「おでこをトントン」で暴食が抑えられる?科学的に証明された、“人生が変わる”習慣とは?テクニック112個を収録【書評】
公開日:2025/10/7

「新しいことを始めたけれど、けっきょく続かなかった......」と、肩を落とした経験はないだろうか。慣れ親しんだ生活スタイルに、新たな習慣を取り入れることは簡単ではない。なかなか定着せず、途中で諦めてしまうときもあるだろう。もしかすると、続けられなかった理由を「自分の意志が弱いせいだ」「自分に甘いからだ」などと考えるかもしれない。
そんな人に読んでほしいのが、堀田秀吾氏の『ハーバード、スタンフォード、オックスフォード… 科学的に証明された すごい習慣大百科 人生が変わるテクニック112個集めました』(SBクリエイティブ)である。本書は、心理学や行動経済学、脳科学などの研究にもとづく、多様な分野のテクニックを112個も収録。どれも、脳や心の仕組みを生かした方法のため、気合や忍耐といった精神論に頼るよりも無理なく続けやすい内容となっている。

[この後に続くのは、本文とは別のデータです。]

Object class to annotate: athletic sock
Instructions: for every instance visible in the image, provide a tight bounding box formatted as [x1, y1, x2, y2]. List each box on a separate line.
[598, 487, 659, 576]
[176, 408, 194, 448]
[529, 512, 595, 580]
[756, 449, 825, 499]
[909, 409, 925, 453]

まず堀田氏は、習慣化は「3つの原理」が大切だと述べている。3つの原理とは、「まず動く」「すでに備わっている習慣にくっつける」「環境を利用する」である。ひとつ目は、行動すると脳の「側坐核(そくざかく)」が働きはじめ、やる気がでる仕組みを活用すること。ふたつ目は、文字通り既存の習慣に新たな行動を足し精神的負担をやわらげる。そして最後は、意図的に環境を整備し、人間の意志決定や行動をより良い方向へ導くこと。この3つを理解すると、脳と体の動きがスムーズになり新しい習慣を取り入れやすくなるのだそう。
そして、気になるテクニックの内容はというと、本書では「仕事の効率化」「勉強」「ダイエット・健康」「コミュニケーション」「メンタル」「生活」と、幅広いテーマの習慣にしたい方法が紹介されている。例えば、「仕事の効率化」に掲載されている「30分以内の昼寝をする」。NASAの研究者たちが飛行機のパイロットに仮眠をとらせたところ、平均26分の睡眠をとったときに、パフォーマンスがもっとも向上する結果となった。向上率は34%を記録したという。加えて、この実験では30分以上寝ると生産性が落ちることもわかっている。長時間の睡眠=生産性が上がる、というわけではないのだ。
筆者も、午後の始業前に26分の昼寝を取り入れてみたところ、心身ともにスッキリとした状態で仕事を始められた。午前中の疲れや昼食後の眠気を引きずることなく、仕事を進められるのは嬉しい。そして、昼寝をしないときより集中力も増したと感じている。実際に、キーボードのタイプミスや文章の誤字脱字が減ったのだ。
この他にも、「ダイエット・健康」の「おでこをトントンする」は、自身の額を指先で30秒トントンすることにより暴食を抑えられる。「メンタル」の「朝起きたら楽しかった記憶を思い出す」は、朝目が覚めたときに自身が「美しいな」「楽しいな」などポジティブに感じた記憶を思い出すと、ストレスが軽減されるとのこと。
このように、本書で紹介されているテクニックの多くは、特別な物や準備も不要なため気軽に始められる。実験や研究データをもとにしており信憑性も高い。112個も収録されているため、きっとあなたの日々をより良くする方法に出会えるだろう。